The most revolutionary (pun intended) part of the Wii is the unique controller, the Wiimote. Nintendo designed the controller deliberately to look much like a TV remote with a slim rectangular case. The remote feels comfortable when held in the hand and allows the fingers and thumb to have easy access to the Wiimote’s various buttons and triggers. On top, there is a power button for turning the controller on and off which also puts the Wii in standby mode. The small D-pad is next followed down by three small buttons which have – and + signs along with a “home” button icon. A large “A” button is next followed by 1 and 2 buttons. The Wiimote’s B button is actually the controller’s trigger located on the bottom of the remote.
The Wii also includes one of their Nunchuk add-ons for the Wiimote that attaches to the bottom of the main remote and is connected by a small cord. The Nunchuk, which is required for playing many Wii games, has an analog stick and two more trigger buttons. One other feature of the Wiimote is the wrist strap that is located in the same place as the add-on port and which people are supposed to use to keep the Wii from flying across their room. As you might know, many people have complained that the wrist strip is not strong enough (Nintendo has apparently shipped new Wii consoles with a more sturdy strap) and there have been plenty of YouTube videos showing people who don’t use the wrist strap encountering self-induced problems like seeing the remote fly in the air and hit TV screens and other household items.
One problem with the Wiimote is its default use of 2 AA batteries to power it up. The Xbox 360 wireless controller has the best solution with Microsoft offering rechargeable battery packs that can be charged via the Xbox 360’s USB port. Nintendo doesn’t seem to be interested in offering a similar option for the Wiimote although we know that third party companies will likely offer their own solutions.

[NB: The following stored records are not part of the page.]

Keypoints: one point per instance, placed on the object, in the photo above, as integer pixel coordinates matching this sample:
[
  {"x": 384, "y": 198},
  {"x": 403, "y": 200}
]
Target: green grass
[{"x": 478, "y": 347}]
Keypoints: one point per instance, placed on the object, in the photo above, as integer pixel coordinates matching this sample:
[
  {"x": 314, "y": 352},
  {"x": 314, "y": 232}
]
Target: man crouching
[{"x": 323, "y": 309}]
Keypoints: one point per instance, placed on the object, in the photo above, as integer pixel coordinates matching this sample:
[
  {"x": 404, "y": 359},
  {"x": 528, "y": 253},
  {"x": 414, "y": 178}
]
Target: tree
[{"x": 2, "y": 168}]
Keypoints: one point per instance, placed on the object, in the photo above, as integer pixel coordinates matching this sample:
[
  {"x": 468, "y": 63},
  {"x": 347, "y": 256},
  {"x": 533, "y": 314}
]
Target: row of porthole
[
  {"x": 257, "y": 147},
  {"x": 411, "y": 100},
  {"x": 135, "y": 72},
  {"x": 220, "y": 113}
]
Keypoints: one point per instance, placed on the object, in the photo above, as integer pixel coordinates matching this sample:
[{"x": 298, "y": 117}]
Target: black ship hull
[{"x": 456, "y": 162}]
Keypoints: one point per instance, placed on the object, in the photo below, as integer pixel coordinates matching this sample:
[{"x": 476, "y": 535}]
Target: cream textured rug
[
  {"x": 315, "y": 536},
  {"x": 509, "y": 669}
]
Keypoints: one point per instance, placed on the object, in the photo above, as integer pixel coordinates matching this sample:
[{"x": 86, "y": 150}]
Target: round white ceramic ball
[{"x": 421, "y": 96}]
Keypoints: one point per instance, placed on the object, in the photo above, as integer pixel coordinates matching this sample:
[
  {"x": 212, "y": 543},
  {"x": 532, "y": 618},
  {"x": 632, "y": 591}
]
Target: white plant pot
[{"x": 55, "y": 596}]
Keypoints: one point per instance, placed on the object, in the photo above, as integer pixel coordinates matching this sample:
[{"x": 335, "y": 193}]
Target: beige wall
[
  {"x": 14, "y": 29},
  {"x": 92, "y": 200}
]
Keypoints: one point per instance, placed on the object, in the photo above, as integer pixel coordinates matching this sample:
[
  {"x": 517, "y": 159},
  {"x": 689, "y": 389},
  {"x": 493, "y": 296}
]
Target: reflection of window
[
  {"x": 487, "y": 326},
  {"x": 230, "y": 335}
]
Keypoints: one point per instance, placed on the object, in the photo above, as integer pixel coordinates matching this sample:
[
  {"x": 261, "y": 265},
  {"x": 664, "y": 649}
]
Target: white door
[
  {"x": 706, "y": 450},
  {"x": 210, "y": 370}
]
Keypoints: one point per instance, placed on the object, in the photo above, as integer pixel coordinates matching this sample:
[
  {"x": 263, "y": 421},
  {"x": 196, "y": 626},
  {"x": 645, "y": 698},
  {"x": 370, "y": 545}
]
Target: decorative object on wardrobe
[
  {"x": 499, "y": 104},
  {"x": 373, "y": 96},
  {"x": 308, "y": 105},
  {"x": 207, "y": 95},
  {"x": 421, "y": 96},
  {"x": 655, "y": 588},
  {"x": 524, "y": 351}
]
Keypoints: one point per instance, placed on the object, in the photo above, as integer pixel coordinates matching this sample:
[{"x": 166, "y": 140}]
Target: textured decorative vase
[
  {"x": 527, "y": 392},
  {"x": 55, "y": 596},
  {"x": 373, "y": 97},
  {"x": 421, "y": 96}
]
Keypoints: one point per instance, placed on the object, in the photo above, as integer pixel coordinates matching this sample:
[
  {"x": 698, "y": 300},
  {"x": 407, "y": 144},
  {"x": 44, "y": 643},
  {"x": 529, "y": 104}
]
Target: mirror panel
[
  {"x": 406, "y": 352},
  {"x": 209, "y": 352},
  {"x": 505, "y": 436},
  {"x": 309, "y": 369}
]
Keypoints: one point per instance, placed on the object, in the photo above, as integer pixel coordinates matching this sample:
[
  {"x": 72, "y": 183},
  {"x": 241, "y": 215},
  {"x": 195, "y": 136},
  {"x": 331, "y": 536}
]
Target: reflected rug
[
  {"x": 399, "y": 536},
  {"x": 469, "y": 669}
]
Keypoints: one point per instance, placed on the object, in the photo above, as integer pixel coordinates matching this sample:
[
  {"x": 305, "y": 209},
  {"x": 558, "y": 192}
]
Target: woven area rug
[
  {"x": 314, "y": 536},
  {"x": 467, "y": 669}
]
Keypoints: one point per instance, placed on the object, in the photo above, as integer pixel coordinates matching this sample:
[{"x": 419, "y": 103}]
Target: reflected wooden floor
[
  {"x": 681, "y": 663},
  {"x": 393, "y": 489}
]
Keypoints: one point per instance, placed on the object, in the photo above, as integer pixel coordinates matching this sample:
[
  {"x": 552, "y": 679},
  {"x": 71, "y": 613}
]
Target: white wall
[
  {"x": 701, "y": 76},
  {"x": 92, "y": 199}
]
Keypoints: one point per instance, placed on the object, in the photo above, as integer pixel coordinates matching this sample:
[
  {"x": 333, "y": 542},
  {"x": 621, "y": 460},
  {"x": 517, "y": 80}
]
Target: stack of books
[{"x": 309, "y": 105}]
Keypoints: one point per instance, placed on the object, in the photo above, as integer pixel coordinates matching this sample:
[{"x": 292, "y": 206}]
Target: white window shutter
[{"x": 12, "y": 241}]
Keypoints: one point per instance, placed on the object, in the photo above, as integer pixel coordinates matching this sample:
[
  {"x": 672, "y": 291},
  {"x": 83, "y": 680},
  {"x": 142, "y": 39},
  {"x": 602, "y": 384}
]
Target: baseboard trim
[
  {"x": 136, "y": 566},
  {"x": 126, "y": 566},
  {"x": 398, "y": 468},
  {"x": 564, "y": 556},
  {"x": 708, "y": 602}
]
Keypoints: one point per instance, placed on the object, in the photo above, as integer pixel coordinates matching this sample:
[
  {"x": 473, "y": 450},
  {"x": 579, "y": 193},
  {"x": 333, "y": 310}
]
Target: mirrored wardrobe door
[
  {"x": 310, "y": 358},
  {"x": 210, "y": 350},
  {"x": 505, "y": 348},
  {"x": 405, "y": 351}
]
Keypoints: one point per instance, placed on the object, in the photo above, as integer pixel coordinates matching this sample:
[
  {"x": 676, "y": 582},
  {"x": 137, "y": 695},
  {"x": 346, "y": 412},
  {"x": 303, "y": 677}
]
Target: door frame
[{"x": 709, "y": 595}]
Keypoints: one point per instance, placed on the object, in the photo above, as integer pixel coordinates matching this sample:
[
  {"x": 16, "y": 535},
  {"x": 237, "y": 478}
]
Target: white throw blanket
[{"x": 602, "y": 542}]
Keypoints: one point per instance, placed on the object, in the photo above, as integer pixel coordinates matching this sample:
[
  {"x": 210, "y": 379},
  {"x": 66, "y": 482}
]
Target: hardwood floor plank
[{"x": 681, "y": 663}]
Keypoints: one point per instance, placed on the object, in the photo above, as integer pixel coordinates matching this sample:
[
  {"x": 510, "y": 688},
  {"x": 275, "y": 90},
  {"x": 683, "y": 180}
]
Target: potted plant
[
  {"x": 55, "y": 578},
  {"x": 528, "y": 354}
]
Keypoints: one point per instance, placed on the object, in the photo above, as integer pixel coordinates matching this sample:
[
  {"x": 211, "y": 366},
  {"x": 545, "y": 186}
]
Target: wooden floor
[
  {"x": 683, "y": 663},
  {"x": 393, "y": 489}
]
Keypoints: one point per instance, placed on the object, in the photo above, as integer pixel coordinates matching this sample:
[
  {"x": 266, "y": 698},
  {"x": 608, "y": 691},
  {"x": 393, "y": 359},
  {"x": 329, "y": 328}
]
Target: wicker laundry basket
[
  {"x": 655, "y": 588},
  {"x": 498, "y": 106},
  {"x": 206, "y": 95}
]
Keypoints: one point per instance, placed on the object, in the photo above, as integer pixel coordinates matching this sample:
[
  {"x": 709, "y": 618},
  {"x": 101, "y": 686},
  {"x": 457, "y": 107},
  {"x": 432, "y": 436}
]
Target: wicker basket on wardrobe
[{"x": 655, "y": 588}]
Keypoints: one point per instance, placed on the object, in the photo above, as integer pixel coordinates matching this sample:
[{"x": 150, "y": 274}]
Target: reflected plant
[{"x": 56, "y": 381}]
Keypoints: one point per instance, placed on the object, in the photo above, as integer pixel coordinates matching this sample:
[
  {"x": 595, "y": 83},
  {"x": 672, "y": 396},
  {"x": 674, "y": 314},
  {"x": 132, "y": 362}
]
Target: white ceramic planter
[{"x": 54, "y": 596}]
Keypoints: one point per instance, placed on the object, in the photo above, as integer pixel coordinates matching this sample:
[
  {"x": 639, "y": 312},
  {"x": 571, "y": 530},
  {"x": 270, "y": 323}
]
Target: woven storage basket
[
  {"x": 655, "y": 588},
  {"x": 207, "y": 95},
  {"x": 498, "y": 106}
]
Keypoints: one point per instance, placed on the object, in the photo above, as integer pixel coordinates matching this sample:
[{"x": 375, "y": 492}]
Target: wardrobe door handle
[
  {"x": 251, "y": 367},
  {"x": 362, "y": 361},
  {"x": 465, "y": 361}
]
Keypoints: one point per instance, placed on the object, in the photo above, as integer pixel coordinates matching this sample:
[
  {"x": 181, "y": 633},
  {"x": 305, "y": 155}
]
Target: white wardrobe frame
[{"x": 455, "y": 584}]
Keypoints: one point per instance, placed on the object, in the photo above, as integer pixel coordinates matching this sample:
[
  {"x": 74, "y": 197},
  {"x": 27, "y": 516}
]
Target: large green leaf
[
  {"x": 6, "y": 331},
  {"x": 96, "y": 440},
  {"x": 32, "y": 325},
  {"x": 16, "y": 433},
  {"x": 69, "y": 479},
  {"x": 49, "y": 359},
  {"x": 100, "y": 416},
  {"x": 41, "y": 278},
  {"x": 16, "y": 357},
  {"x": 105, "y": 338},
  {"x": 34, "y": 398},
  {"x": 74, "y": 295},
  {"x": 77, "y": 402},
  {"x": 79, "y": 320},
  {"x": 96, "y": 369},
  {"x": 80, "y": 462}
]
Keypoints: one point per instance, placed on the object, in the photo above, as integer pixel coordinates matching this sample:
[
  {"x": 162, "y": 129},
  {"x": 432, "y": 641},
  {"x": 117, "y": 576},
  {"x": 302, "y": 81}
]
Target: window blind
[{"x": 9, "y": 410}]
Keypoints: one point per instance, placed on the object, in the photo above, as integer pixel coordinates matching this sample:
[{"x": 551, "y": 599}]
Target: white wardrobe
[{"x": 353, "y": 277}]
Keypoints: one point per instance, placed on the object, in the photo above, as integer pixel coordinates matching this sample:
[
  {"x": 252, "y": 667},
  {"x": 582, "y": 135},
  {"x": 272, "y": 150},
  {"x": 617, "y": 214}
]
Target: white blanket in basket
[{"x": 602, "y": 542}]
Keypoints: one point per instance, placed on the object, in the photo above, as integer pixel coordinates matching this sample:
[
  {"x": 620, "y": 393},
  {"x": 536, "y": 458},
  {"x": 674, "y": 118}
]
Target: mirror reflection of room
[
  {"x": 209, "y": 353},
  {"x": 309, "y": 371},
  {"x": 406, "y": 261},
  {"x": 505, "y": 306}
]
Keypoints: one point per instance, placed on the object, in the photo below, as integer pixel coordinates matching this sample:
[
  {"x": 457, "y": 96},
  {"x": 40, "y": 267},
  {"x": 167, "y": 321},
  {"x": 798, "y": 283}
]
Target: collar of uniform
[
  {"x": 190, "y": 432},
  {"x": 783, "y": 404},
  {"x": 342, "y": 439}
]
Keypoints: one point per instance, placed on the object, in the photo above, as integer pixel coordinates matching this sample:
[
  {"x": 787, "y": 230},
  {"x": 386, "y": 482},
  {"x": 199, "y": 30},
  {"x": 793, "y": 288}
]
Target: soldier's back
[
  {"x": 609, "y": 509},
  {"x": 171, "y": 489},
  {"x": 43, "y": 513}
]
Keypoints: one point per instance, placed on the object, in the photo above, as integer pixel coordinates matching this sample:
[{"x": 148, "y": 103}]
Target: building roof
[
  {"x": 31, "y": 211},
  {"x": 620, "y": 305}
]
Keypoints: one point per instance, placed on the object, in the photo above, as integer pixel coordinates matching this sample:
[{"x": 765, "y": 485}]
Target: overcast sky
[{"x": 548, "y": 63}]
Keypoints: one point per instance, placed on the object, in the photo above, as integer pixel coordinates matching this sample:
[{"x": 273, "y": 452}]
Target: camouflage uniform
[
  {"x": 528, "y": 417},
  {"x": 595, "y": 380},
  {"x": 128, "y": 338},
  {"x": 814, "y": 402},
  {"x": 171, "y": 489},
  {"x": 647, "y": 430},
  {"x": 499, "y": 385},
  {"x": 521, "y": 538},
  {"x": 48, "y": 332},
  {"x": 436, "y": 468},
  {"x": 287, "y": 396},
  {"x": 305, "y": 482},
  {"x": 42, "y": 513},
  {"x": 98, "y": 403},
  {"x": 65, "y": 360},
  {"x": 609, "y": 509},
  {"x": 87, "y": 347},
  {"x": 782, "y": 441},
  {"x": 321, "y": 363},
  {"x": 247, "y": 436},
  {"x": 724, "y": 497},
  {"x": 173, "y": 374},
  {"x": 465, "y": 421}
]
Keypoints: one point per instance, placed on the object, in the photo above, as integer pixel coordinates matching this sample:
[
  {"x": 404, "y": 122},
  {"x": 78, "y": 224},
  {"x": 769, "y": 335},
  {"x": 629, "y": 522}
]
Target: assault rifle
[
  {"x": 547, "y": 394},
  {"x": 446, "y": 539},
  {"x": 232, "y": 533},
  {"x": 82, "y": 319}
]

We think they will be popular.
Because of the Wiimote’s unique nature, an outside addition is needed to make it work. That would be the Wii sensor bar, a long thin rectangular object that connects to the back of the Wii via a long cord. You are supposed to place the sensor bar either on top of your television or beneath it. You get used to the sensor bar's look after a while although at first you might think it's something of an eyesore. It’s a small price to pay, however, for the Wiimote’s unique motion sensing features.